I’ve been around bikes most of my life; for transport, starting my career supporting families as a social worker at a community bike workshop, and just loving the smell of fresh tyres in a bike shop (yes, like a weirdo). However, I didn’t consider myself a ‘cyclist’ until later when in 2014, I strolled into a bike shop and was served by a female staff member who saw the glimmer in my eye and insisted I take a road bike for a blocky. I bought it almost on the spot. Then the cycling community in Adelaide welcomed me with open arms, and that was the beginning of my love affair with the sport.
My first steel adventure bike arrived in 2015, and holidays were transformed into short distances over many hours, carrying all the things and then some. On one adventure in the Netherlands, I saw an inspiring poster on the wall in a bike shop. The poster was a photograph of a bicycle, a tent, and an incredible starry night sky. When I asked where the photo had been taken, I was told it was on the Oodnadatta Track in South Australia. I couldn’t believe that this was on my doorstep and I hadn’t seen it. This planted the seed of what was possible on a bike. I could not let go of this idea of being self-sufficient, on a bicycle, heading out into the wilds, and seeing that sky.
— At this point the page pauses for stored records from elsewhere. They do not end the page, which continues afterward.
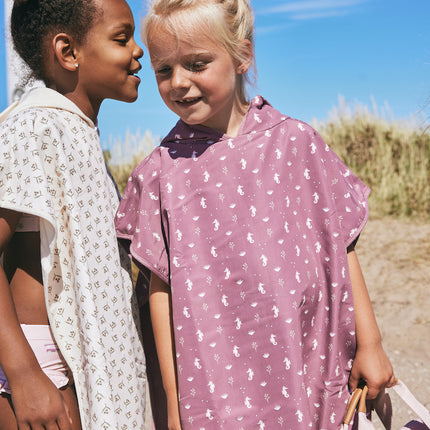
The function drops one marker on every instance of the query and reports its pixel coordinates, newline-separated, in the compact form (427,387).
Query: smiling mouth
(188,101)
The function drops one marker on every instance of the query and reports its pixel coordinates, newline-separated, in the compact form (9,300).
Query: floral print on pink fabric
(251,233)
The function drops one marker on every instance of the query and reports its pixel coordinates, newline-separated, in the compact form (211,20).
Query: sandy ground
(395,259)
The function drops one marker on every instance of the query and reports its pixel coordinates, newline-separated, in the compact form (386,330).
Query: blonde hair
(228,22)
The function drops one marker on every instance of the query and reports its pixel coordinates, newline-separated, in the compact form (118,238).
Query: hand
(372,365)
(38,403)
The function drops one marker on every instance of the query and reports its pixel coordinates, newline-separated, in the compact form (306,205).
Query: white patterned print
(251,233)
(52,166)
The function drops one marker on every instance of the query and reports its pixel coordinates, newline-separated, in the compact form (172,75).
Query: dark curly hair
(34,21)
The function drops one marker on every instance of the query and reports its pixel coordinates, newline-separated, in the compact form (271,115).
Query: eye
(163,70)
(197,66)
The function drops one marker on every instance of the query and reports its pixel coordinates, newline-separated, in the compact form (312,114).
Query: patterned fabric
(251,234)
(52,166)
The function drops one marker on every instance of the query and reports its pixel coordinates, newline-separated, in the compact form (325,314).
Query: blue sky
(308,52)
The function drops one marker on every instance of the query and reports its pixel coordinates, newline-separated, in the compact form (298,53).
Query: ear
(247,55)
(65,52)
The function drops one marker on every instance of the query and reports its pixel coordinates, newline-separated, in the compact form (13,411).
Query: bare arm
(161,315)
(371,362)
(35,398)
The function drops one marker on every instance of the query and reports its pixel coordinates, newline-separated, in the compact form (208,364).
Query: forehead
(114,12)
(165,44)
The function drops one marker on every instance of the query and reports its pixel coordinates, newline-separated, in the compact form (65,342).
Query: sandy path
(395,259)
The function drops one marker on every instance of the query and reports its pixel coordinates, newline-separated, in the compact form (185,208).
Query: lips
(188,100)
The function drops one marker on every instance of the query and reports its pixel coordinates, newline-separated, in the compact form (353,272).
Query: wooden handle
(356,395)
(362,404)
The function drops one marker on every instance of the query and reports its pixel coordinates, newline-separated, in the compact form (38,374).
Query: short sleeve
(140,220)
(24,184)
(349,195)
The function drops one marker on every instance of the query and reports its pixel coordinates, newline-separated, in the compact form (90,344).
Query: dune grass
(391,157)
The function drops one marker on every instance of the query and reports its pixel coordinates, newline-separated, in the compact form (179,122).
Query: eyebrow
(126,26)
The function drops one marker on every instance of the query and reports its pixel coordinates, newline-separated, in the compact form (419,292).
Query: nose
(137,51)
(179,78)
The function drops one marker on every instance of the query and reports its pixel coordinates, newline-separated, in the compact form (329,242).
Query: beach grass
(391,156)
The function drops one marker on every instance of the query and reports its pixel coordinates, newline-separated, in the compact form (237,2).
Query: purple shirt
(251,234)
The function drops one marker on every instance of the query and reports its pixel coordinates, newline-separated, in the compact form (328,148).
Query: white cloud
(311,9)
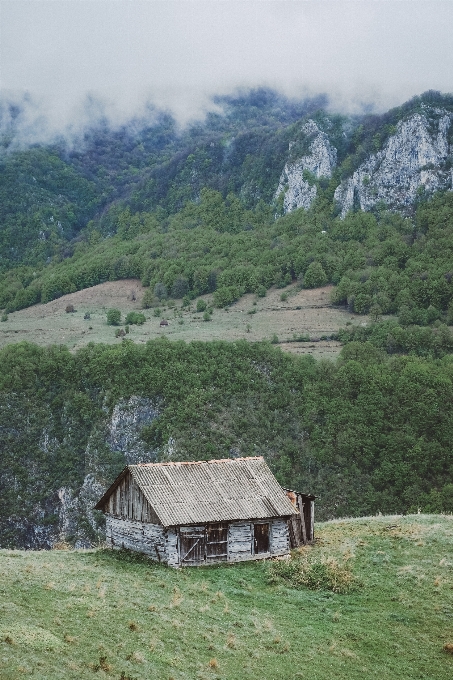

In 2018 a friend and I boldly planned a 10-day trip to ride the Mawson Trail. I ‘trained’ by loading my pannier bags with sundry heavy items like bricks and water and attempted (with varying degrees of success) to ride up steep local trails. This was my first ‘off-road’ tour. In this new way, seeing my home state was almost overwhelming; it was even more beautiful than I thought it could be.
In late 2019, I would take 6 months off from work and cycle all the trails I had been reading and daydreaming about, even though I was sure they were beyond me. I wanted to ride the Carretera Austral in Patagonia and the Tour Divide Route. As my naïve and very ambitious plan was taking shape, there was an announcement that Race to the Rock 2020 would depart from Adelaide. When a friend told me that “we should do it,” I thought about it for maybe 5 seconds before agreeing we should. Of course, what followed was a comedic movie montage of bike adventures, bike packing experiments, gear purchases, and much laughter. All the while, COVID was taking hold, and my remaining crazy ambitious plans were torn to shreds.
I was lucky enough to complete Race to the Rock in 2020; it was a transformative experience. Not once did I wish I was somewhere else. While I was physically looking forward to reaching my goal of finishing, part of me didn’t want it to end; it was magical. It made me wonder what else I could do that I didn’t think I could. Solo adventures, riding through the night, how far can I ride without stopping, how many verts can I ride without blowing up, and so the experiment continues. A year on, and while I have a few more ‘experiments’ under my belt now, I still haven’t found ‘the wall’ or ‘the limit’ that I’ve been looking for, all that’s happening is that it is becoming increasingly fun trying to get there.